The lawsuit was filed in federal court in Washington and demands implementation of borrower defense to repayment rules.
In yet another development, a coalition of 31 advocacy groups for military veterans sent a letter to members of Congress this month saying many veterans are waiting for loan discharges, adding that “any delay is an affront to defrauded service members.”
After publicly saying little on the topic for weeks, DeVos said this month that nearly 16,000 cases are now being processed and that “some borrowers should expect to obtain discharges within the next several weeks.” Her statement didn’t provide an explanation for the delays.
Sen. Elizabeth Warren of Massachusetts, a Democrat, said the slowdown can’t be explained as a hiccup in the new Republican administration’s transition to office.
“This is the Trump administration stepping on a bunch of people who have already been stepped on many times before,” Warren said in an interview. “Students who were cheated by predatory for-profit schools should not have to wait another day to get their loans canceled.”

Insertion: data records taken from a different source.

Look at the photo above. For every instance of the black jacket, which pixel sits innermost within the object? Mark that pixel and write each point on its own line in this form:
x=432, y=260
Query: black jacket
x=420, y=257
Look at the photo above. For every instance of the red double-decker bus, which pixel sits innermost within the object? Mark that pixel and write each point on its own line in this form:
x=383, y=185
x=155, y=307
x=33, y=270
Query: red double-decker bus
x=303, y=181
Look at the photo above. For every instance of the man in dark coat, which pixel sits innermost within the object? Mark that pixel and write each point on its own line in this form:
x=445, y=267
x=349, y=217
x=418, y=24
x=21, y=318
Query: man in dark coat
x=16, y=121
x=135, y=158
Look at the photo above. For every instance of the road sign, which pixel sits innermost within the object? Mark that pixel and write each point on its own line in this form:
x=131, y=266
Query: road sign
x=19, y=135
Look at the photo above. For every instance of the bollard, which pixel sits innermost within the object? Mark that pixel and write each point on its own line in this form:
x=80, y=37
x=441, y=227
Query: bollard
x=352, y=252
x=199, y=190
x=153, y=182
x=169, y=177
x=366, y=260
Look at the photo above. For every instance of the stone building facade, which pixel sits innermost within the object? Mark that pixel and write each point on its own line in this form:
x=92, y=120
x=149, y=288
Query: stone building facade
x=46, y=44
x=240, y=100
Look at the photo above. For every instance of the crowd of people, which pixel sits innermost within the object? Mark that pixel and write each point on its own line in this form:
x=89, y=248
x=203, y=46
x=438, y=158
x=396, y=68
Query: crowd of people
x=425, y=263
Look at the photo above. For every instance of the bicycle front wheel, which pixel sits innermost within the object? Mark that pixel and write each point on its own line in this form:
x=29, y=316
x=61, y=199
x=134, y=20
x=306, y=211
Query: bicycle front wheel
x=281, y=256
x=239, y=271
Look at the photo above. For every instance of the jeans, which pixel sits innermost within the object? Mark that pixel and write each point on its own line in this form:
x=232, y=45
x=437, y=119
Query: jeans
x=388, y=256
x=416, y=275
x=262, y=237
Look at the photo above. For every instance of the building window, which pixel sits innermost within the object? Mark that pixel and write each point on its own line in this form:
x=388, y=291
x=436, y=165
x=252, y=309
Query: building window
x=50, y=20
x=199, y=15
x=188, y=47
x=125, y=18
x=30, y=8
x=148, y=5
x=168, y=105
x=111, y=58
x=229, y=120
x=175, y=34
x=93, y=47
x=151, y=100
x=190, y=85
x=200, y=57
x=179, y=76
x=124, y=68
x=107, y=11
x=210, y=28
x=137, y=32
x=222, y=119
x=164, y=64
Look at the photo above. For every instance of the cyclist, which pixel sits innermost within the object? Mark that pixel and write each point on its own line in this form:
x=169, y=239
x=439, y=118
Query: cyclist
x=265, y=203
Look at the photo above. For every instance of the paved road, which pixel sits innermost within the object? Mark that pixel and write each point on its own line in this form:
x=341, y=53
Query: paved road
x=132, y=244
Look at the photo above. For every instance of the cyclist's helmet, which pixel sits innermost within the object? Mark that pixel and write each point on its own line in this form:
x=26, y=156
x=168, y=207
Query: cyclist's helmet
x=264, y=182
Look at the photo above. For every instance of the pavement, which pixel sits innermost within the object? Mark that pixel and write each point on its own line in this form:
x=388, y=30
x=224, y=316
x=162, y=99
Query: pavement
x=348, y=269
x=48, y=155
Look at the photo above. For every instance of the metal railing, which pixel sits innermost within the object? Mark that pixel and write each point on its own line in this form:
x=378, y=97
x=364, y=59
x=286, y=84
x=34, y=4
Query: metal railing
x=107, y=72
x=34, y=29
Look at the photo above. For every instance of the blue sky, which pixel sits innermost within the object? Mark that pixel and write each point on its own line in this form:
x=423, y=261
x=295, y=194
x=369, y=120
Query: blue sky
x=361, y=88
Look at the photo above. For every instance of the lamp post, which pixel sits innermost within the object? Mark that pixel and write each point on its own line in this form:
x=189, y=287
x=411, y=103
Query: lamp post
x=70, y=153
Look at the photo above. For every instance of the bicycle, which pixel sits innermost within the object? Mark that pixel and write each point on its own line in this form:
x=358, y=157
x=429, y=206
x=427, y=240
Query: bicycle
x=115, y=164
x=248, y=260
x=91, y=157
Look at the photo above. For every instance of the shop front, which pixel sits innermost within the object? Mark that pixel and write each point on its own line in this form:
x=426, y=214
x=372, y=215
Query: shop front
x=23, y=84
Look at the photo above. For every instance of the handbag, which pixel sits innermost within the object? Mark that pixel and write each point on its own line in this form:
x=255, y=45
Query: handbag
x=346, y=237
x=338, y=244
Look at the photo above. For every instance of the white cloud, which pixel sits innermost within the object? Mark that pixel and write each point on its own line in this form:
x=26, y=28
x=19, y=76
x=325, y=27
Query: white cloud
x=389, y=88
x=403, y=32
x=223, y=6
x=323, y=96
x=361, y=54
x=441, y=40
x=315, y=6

For some borrowers, the wait has stretched more than a year.
Sarah Dieffenbacher is waiting on an application she filed in March 2015 after taking out $50,000 in federal loans to attend a Corinthian Colleges campus in Ontario, Calif. She has since defaulted on her loans, and a collector is trying to garnish her wages. On June 9, a federal judge reviewing her case told the Education Department to make a decision within 90 days.
On June 14, DeVos drew a new round of criticism from borrower advocates when she announced plans to rewrite Obama-era rules that were meant to streamline the complex path toward loan forgiveness.
She described the rules, which were set to take effect in July, as “a muddled process that’s unfair to students and schools.”
An Education Department spokeswoman said the 64,301 pending cases will be reviewed under current rules.